MAI 68 AU JOUR LE JOUR
11 mai.
— Trois-cent septante-six blessés, hier, annonce Etienne, en brandissant le journal.
Rose, incrédule :
— Non !
— Si. "La chienlit", comme l'appelle De Gaulle, commence à ressembler à une guerre civile.
13 mai.
— Grève générale. Toute la France est paralysée : plus de transports en
commun, les magasins fermés, les administrations, les écoles... Et un
million de personne défilant dans les rues aux cris de : « Dix ans, ça
suffit ! »
— Dix ans de quoi ?
— Ben…de règne du grand Charles, tiens. Faut te tenir au courant, ma vieille. Surtout si tu dois habiter Paris !
Rose
reconnaît le bien-fondé de la remarque, mais qu'y faire ? Tante Ida n'a
pas la télé, et le "journal parlé" tombe pendant le bain des petits.
— Il te reste la presse, c'est encore la meilleure source d'information. La plus objective, en tout cas.
— Bof, moi, tu sais, les journaux… J'ai pas le réflexe d'aller les acheter.
— Tu veux que je te prête les miens ? Je les ai tous gardés depuis le début.
— Excellente idée : ça me permettra de me faire une opinion.
Et
voilà Rose qui se plonge, un peu à retardement, dans le rapport
circonstancié des événements. Et y trouve un grand intérêt. On peut même
dire que ça la passionne. Elle adhère à fond aux revendications des
étudiants et plus encore à celles des ouvriers.
—
Il faut changer la société, explique-t-elle à sa tante durant le repas
du soir. Faire évoluer les mentalités, balayer les vieux préjugés.
Donner les mêmes chances à tous, quelles que soient leurs classes
sociales, leurs origines ou leurs revenus.
— Certainement, ma chérie. Mais doit-on pour cela user de violence ?

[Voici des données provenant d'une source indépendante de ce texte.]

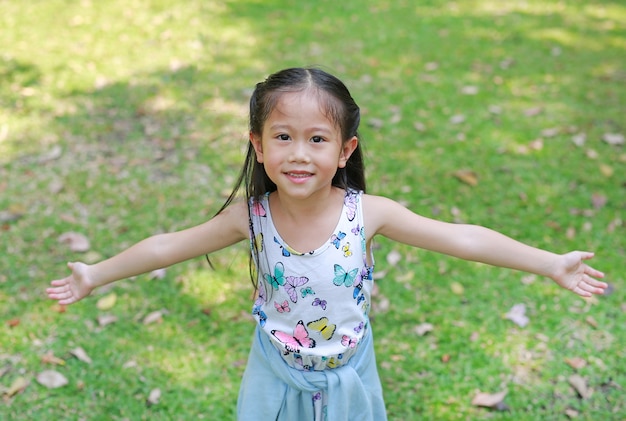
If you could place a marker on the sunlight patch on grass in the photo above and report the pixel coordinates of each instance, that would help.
(211, 287)
(567, 38)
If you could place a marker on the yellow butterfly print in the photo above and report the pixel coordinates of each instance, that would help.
(346, 250)
(323, 327)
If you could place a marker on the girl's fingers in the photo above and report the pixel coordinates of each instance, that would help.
(58, 282)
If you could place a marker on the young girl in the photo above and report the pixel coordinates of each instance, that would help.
(310, 227)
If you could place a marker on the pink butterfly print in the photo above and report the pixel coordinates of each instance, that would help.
(321, 303)
(282, 308)
(292, 282)
(262, 298)
(348, 341)
(300, 338)
(350, 202)
(258, 209)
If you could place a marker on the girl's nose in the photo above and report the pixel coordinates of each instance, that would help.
(299, 152)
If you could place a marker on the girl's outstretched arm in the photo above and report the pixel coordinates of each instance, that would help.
(159, 251)
(471, 242)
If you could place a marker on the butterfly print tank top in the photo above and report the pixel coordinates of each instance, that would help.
(313, 305)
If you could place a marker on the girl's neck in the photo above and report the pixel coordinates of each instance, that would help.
(307, 224)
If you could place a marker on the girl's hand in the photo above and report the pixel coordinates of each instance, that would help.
(73, 288)
(572, 273)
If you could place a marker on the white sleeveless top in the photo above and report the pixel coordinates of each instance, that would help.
(313, 306)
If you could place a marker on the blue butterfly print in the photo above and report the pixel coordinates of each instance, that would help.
(335, 240)
(358, 328)
(357, 289)
(321, 303)
(344, 278)
(279, 276)
(283, 249)
(350, 202)
(307, 291)
(262, 316)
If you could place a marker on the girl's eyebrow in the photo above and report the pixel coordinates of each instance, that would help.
(315, 129)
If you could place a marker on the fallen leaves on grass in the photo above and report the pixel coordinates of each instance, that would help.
(153, 397)
(49, 358)
(613, 138)
(51, 379)
(107, 302)
(579, 384)
(423, 328)
(106, 319)
(81, 355)
(491, 400)
(576, 362)
(517, 315)
(18, 386)
(468, 177)
(153, 317)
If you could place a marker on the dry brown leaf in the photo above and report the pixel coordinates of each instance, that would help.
(154, 317)
(106, 319)
(107, 302)
(576, 362)
(75, 241)
(81, 355)
(18, 385)
(489, 400)
(49, 358)
(154, 397)
(51, 379)
(423, 328)
(613, 138)
(467, 176)
(517, 315)
(580, 386)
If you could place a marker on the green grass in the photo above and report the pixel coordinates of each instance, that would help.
(122, 119)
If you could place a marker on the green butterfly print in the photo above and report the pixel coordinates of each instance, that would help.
(279, 276)
(344, 278)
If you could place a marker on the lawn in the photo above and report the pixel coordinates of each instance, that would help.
(123, 119)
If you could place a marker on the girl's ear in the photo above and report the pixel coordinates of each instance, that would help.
(258, 147)
(346, 151)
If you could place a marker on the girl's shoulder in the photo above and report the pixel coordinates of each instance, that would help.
(380, 212)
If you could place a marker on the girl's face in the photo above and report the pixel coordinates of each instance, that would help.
(300, 147)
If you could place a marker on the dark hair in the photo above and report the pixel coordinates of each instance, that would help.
(340, 108)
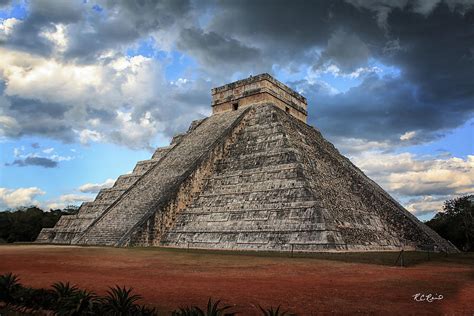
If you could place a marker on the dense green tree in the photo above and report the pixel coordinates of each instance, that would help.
(456, 222)
(24, 224)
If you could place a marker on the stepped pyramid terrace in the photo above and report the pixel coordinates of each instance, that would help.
(252, 176)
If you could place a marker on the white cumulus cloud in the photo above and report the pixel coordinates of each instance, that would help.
(12, 198)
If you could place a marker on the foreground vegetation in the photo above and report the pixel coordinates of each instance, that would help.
(66, 299)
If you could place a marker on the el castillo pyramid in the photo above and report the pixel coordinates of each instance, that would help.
(252, 176)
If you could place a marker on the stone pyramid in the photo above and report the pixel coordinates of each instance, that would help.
(253, 176)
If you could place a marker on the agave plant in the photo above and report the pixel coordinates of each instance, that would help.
(120, 301)
(213, 309)
(271, 312)
(9, 285)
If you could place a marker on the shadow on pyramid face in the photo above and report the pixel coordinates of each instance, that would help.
(253, 176)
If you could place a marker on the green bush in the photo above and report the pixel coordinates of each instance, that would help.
(213, 309)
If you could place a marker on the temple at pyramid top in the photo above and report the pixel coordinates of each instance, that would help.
(254, 176)
(260, 89)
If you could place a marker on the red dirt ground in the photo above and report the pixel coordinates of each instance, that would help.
(169, 279)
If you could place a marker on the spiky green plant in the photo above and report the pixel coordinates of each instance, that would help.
(213, 309)
(120, 301)
(273, 312)
(83, 302)
(9, 285)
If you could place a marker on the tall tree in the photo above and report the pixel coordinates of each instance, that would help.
(456, 222)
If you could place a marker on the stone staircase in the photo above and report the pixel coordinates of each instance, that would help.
(257, 198)
(157, 182)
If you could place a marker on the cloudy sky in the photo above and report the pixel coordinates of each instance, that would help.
(87, 88)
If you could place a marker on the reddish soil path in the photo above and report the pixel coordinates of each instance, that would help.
(307, 286)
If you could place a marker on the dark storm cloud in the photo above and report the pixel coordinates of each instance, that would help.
(34, 161)
(381, 108)
(214, 51)
(92, 31)
(123, 22)
(431, 46)
(39, 118)
(285, 31)
(42, 15)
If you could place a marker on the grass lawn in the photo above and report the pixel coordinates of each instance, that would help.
(307, 284)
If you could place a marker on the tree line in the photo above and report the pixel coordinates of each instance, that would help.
(455, 223)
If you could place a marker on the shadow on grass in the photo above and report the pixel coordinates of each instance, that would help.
(387, 258)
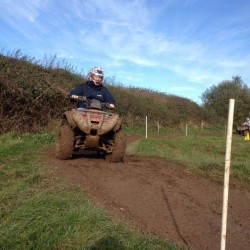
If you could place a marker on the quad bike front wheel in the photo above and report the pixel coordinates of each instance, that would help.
(118, 153)
(65, 142)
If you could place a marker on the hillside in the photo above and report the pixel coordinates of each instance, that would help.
(33, 94)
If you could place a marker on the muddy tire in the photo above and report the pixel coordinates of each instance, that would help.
(65, 142)
(118, 154)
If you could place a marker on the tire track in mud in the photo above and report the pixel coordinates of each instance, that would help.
(161, 198)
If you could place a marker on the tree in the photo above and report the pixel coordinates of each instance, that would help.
(216, 99)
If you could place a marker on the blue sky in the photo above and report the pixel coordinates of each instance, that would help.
(179, 47)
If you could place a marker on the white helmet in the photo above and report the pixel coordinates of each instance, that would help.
(97, 72)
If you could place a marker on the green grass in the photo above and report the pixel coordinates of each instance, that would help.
(204, 154)
(40, 212)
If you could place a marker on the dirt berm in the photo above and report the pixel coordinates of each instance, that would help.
(161, 198)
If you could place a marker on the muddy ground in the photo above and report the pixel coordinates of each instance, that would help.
(161, 198)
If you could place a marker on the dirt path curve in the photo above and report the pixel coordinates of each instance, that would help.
(162, 198)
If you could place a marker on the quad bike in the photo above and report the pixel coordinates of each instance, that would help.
(91, 129)
(242, 130)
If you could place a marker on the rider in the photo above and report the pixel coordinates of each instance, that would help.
(93, 89)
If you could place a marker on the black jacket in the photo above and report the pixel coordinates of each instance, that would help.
(92, 91)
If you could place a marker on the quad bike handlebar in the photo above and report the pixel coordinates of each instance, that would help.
(88, 100)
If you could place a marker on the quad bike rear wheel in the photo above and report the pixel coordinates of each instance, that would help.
(65, 142)
(118, 153)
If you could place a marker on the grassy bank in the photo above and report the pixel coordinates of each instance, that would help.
(200, 153)
(39, 212)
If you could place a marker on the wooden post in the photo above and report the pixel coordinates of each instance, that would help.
(227, 173)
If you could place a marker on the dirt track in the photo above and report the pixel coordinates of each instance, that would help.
(162, 198)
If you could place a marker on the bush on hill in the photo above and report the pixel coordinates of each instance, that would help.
(34, 93)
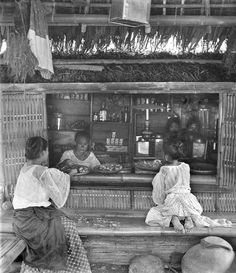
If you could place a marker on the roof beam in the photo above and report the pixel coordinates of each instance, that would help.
(160, 20)
(108, 5)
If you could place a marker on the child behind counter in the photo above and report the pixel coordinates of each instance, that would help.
(81, 155)
(173, 198)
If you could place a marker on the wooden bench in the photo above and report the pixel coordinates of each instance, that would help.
(132, 237)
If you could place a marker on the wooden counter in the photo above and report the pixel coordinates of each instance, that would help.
(133, 237)
(199, 183)
(132, 191)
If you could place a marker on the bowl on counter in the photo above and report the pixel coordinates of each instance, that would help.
(202, 168)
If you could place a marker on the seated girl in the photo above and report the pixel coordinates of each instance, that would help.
(173, 197)
(81, 155)
(52, 240)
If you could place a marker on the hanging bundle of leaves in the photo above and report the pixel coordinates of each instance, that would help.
(230, 55)
(19, 57)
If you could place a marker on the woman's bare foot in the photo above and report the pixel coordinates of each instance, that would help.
(177, 225)
(188, 225)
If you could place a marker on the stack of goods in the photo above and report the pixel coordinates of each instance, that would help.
(147, 166)
(67, 166)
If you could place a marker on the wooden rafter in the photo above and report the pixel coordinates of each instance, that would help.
(103, 20)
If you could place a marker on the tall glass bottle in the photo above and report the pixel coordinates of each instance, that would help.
(103, 112)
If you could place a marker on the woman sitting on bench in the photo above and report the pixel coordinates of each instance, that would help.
(52, 240)
(173, 197)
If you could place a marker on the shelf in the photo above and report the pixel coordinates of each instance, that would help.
(148, 106)
(74, 131)
(110, 122)
(106, 152)
(65, 114)
(144, 157)
(69, 100)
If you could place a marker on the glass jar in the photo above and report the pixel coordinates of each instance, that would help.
(58, 121)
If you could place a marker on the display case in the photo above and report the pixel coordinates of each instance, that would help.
(126, 128)
(106, 118)
(196, 121)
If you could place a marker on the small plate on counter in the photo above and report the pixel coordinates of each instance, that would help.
(202, 168)
(148, 165)
(108, 168)
(81, 170)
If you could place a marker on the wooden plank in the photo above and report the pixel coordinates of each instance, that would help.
(68, 63)
(108, 5)
(120, 250)
(103, 20)
(123, 87)
(130, 226)
(11, 250)
(138, 178)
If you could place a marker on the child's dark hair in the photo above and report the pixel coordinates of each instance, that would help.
(194, 120)
(170, 121)
(174, 150)
(34, 147)
(81, 134)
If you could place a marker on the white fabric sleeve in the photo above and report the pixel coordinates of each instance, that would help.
(65, 156)
(57, 184)
(158, 192)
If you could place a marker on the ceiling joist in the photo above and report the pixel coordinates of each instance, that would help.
(160, 20)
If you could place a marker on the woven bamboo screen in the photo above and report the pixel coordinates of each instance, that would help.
(227, 201)
(228, 141)
(22, 115)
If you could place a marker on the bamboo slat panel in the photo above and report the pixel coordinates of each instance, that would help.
(228, 141)
(207, 201)
(104, 199)
(143, 200)
(121, 199)
(227, 202)
(24, 115)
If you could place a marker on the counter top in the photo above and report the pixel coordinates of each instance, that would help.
(128, 226)
(199, 183)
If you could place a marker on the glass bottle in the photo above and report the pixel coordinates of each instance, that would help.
(126, 114)
(103, 113)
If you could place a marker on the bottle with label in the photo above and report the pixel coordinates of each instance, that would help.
(103, 113)
(199, 146)
(126, 114)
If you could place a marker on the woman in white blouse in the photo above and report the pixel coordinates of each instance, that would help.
(52, 239)
(81, 155)
(173, 198)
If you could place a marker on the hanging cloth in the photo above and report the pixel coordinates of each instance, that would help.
(38, 38)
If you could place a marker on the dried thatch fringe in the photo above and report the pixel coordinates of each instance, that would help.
(67, 40)
(19, 58)
(230, 55)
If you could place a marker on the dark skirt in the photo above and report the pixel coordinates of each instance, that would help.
(44, 235)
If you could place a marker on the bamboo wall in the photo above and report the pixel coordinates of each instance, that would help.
(22, 115)
(125, 199)
(227, 157)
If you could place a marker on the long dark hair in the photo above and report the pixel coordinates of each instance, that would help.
(170, 121)
(34, 147)
(174, 150)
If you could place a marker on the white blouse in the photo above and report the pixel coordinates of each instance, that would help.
(37, 184)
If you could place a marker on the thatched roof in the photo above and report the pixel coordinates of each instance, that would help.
(81, 28)
(189, 21)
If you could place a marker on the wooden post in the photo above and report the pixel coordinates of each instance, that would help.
(2, 180)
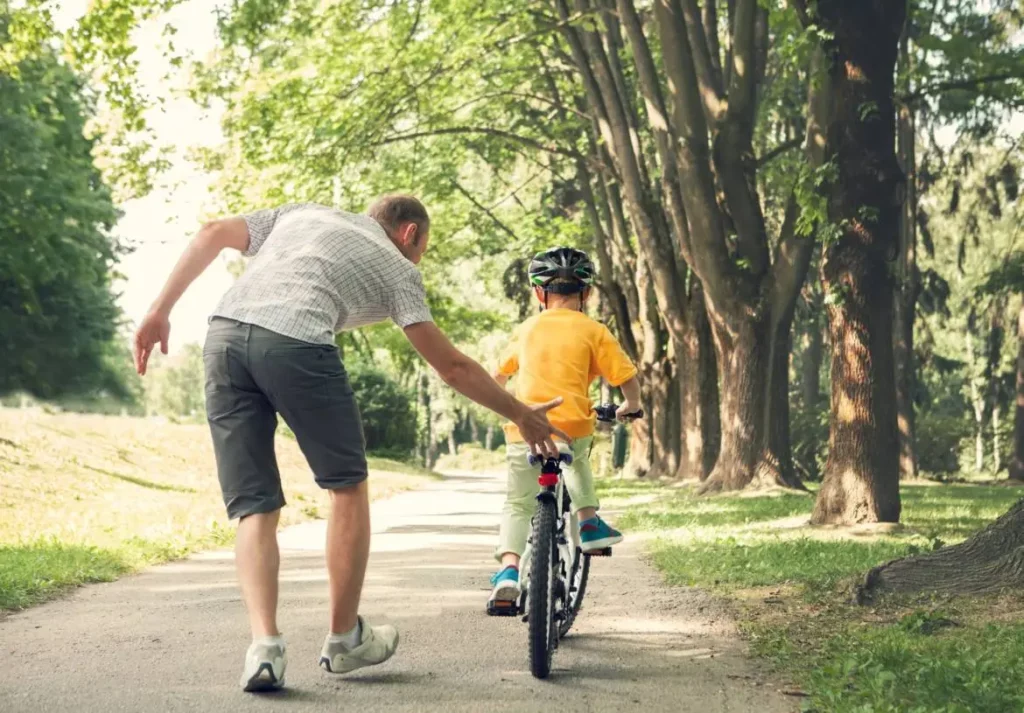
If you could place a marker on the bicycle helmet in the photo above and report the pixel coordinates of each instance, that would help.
(561, 270)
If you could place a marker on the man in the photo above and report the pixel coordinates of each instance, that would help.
(270, 350)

— En dernier recours, je suppose que oui.
Et
de ressortir pêle-mêle les arguments — pas toujours très clairs ni très
structurés (quand ils ne sont pas contradictoires ) — développés par
les journalistes.
Tante
Ida l'écoute sans l'interrompre, un sourire indulgent aux lèvres. Le
même, exactement, que quand Grégoire baragouine ses petites bêtises
d'enfant. Et Lorsque Rose se tait :
— Il faut bien que jeunesse se passe, conclut-elle doucement.
16 mai
— C'est la foire d’empoigne, habibté.
Pire qu'à Beyrouth ! Je suis bien content que tu sois à l'abri avec les
enfants parce que, comme c'est parti, on ne sait pas jusqu'où ça peut
aller.
Rose, la gorge serrée :
— Ne reste pas là-bas. Viens ici !
—
Je ne peux pas, il n'y a plus de trains. Paris est coupé du reste du
monde. Les manifestants ont pris l'Odéon d'assaut, tu te rends compte ?
Et toute la nuit, ils se sont battus dans les rues. Tu verrais le
chantier ! Ils démolissent les trottoirs pour jeter les pavés sur les
C.R.S…
— Sur les quoi ?
— Les C.R.S., des brigades spéciales créées pour l'occasion. Des
espèces de robots futuristes bardés de fer, avec casque, matraque,
bouclier. Ça gueulait tellement fort, cet après-midi, sur le boulevard
de Belleville, qu'on entendait le bruit malgré la musique et les
fenêtres fermées. Du coup, on est descendus voir.
— Mais… vous êtes fous ? C'est très dangereux.
—
T'inquiète, Gaby et moi sommes restés en retrait. Les deux autres, par
contre, se sont mêlés à la foule. Ils sont français, eux ; ils se
sentent concernés.
— Il n'y a pas eu de blessés ?
—
Laurent s'est pris un coup de matraque, il a fallu l'emmener à
l'hôpital, pour une radio. Il n'avait rien de cassé, je te rassure tout
de suite. Juste une grosse bosse et un cocard. Les répétitions
continuent normalement.
— Promets-moi que tu ne sortiras plus. Je vais mourir de trouille, moi, si je sais que t'exposes.
— N'aie crainte, ma chérie, je serai raisonnable… Et toi, de ton côté, veille bien sur les petits.